While the whole world’s attentions are now focused on the New York Meeting on the Sudan to take place on September the 24th, 2010, USSP would like to make some observations that it thinks is necessary. This meeting may be one of the rarest opportunities to bring together all the stake holders to the CPA together especially in the presence of the US President Baraka Obama, the UN Secretary General, Ban Ki-Moon, the representatives of the EU, and the others while they listen to the two Sudanese delegations from the SPLM & the NCP. The SPLM delegation is headed by Salva Kiir Mayardit, Sudan’s first vice president, president of south Sudan and the chairman of south’s ruling party, the SPLM , on the other hand the NCP delegation is led by Sudan’s vice president none but the dominant NCP senior official Ali Osman Taha.
The composition of those who are expected to turn up for the above meeting makes it an exceptional event. However USSP would like to stress that should this summit end up in yet another list of agreements and promises that will later on only be undermined or never implemented, then there is a real danger awaiting the Sudan, and the region at large.
USSP maintains that both the referenda (South Sudan & Abyei) and the popular consultations (Nuba Mountains & Southern Blue Nile Regions), must take place on time; must be free, fair and credible; and must be seen to be so. The two CPA signatories, NCP and SPLM must be held accountable for this, but particular attention must be paid to the NCP, which has been responsible for most of the delays so far, and it no doubt continues to harbour ill-intentions.
USSP believes that the UN (and/or other appropriate international bodies) must play a leading role in technical, operational and logistical implementation of the referenda and popular consultations, and must be given freedom and responsibility to do so. While doing so, they must also pay a particular attention to the possibility of rigging the southern referendum result via the 60% turn-out condition. The registration process, the eligibility of voters and the ability of voters to cast their votes on polling day must all be closely monitored. Thus every southern Sudanese citizen who registers must be encouraged and facilitated actually to cast her/his vote.
USSP sees it of a vital importance that the New York Meeting will do well should the third parties, especially the guarantors to the CPA, – clearly declare in the most an unequivocal terms their preparedness to recognise the new south Sudan state if the referendum results in a yes to secession. They should also see to it that the negotiations on post-referendum arrangements are revitalised and speeded up, in good faith.
Last but not least USSP would like to appeal to The International Donor Community that they should speed up their support of state building in south Sudan if the referendum results in secession. However a point of a great importance is that, should south Sudan declare independence unilaterally as a last resort following NCP intransigence, the international community must be ready and fast at recognising the new state.

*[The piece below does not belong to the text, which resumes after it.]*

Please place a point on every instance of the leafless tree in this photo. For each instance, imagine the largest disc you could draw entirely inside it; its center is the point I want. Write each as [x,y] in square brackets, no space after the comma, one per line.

In conclusion USSP in its continuous faith in the US administration and all the other peace loving members of the international community remains appreciative for the current attention that south Sudan has gathered, however the job will be half done without them equally taking a much tougher approach against Khartoum in addressing the conflict in Darfur. An immediately end to the killings of innocent lives in this region of the Sudan must be reached. All the warring sides in Darfur should be brought to the negotiating table and a peaceful political settlement realised.